Something New Under the Sun is a memorable addition to the canon of fiction about climate change, thanks to the same Hollywood tricks that fuel its plot. Though most of the novel is told from Patrick’s perspective, Kleeman will sometimes take a more cinematic approach, zooming out from the scene at hand and taking the reader somewhere else entirely. At one point, we land in Cassidy’s empty seven-bedroom home, where a multitude of self-regulating cooling appliances render it “a half-living thing, multi-lunged and plushly organed, steeped in electricity and suspended in a continual sigh.” In some scenes, Kleeman even scans through geologic time, to a primordial past and a future reclaimed by wilderness, where her characters are completely forgotten. This narrative device offers an uncomfortable perspective: that our lives are all a blip in the grand scheme of things, but also that the choices we make in our present moment may have consequences much greater than we can understand.

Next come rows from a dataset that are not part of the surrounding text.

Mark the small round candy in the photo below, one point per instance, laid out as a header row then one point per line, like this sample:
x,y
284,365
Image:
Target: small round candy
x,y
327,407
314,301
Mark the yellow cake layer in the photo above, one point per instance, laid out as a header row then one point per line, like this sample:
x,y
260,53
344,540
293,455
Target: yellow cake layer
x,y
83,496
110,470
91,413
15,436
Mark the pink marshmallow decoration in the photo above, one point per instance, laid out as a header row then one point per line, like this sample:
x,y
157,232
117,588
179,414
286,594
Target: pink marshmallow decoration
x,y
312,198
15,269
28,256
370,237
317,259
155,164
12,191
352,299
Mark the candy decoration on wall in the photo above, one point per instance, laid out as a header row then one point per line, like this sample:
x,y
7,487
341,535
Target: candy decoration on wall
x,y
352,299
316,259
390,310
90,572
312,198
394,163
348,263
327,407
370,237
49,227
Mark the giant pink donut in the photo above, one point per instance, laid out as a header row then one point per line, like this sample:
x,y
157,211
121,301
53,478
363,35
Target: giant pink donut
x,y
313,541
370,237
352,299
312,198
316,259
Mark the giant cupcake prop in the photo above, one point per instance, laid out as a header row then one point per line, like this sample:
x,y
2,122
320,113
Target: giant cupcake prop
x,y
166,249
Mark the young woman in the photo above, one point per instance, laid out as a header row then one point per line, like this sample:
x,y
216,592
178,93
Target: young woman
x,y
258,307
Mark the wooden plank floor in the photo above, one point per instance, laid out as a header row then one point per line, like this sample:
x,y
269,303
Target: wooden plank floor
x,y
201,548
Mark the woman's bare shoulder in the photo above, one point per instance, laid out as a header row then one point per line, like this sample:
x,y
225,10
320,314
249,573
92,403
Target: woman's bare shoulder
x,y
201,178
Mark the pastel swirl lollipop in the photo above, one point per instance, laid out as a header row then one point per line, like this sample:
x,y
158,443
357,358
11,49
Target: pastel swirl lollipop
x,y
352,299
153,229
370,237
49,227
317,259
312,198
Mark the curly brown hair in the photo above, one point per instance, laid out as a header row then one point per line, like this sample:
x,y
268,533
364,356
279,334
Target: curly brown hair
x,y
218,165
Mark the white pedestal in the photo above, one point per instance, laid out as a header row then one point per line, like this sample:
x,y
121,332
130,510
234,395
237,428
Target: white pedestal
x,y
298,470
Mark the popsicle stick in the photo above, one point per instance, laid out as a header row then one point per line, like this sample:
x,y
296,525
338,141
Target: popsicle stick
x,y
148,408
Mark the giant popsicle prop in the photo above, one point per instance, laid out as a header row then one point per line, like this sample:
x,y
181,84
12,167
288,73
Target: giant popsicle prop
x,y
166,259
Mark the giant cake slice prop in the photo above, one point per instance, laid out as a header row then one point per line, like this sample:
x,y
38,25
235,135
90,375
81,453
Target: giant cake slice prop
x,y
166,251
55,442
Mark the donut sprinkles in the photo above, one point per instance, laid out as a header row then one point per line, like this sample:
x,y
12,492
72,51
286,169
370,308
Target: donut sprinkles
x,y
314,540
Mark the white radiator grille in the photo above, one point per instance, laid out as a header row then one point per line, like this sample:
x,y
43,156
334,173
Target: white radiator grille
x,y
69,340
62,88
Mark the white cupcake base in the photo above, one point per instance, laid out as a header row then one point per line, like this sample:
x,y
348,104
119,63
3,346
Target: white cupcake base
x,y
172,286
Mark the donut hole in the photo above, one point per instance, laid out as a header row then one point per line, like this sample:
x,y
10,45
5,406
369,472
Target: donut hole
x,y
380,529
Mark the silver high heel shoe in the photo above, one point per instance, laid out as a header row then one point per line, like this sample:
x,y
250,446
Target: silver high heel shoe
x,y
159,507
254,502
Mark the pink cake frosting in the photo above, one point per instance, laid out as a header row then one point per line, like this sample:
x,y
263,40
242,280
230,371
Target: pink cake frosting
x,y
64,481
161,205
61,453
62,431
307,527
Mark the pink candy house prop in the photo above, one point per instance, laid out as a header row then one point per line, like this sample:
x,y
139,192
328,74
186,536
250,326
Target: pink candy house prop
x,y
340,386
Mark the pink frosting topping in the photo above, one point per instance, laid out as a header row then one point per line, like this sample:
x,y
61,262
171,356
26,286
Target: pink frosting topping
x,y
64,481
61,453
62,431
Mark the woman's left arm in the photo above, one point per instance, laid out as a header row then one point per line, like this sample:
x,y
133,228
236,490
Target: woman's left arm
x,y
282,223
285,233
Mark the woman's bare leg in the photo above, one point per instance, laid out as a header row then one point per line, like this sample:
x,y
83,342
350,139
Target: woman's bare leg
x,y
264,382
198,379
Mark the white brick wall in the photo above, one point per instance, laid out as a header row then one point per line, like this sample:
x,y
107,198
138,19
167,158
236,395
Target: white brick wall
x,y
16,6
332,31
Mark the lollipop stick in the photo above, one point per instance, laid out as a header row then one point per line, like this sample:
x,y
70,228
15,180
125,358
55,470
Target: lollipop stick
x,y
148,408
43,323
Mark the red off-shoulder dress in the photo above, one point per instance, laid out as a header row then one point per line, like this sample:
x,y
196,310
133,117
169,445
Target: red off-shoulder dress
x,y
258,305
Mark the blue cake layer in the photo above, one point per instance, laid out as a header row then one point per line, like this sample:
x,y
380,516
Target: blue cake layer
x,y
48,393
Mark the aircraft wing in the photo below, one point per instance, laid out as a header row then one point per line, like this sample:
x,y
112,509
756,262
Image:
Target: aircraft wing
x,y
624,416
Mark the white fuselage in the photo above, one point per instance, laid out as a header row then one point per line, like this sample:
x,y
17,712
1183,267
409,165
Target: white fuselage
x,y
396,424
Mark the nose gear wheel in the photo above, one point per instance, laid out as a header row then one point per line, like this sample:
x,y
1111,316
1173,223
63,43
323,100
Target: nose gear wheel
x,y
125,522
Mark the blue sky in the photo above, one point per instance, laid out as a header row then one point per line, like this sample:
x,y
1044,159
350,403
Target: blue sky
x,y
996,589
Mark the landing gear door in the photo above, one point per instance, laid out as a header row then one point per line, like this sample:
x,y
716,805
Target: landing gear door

Meanwhile, Kleeman’s depictions of WAT-R and the slick world of showbiz evoke familiar worries about authenticity and fakery and the ways we’re warping nature beyond recognition. At one point, a WAT-R employee toasts, “To Mother Nature, who sends us her rough draft so that we may perfect her grammar!” A producer brags to Cassidy about new movie backgrounds, better than even the best sets made by hand, that can be engineered beyond perfection in postproduction. “Reality was easier to override than ever, and the substitute was much more potent, much harder to forget,” Kleeman writes. It all adds up to a perfect portrait of capitalist complacency in the face of climate change: we continue insisting that the world we’ve built around ourselves is better than the one we were given, that we’re still in control, even as it becomes increasingly clear that our future holds no guarantees.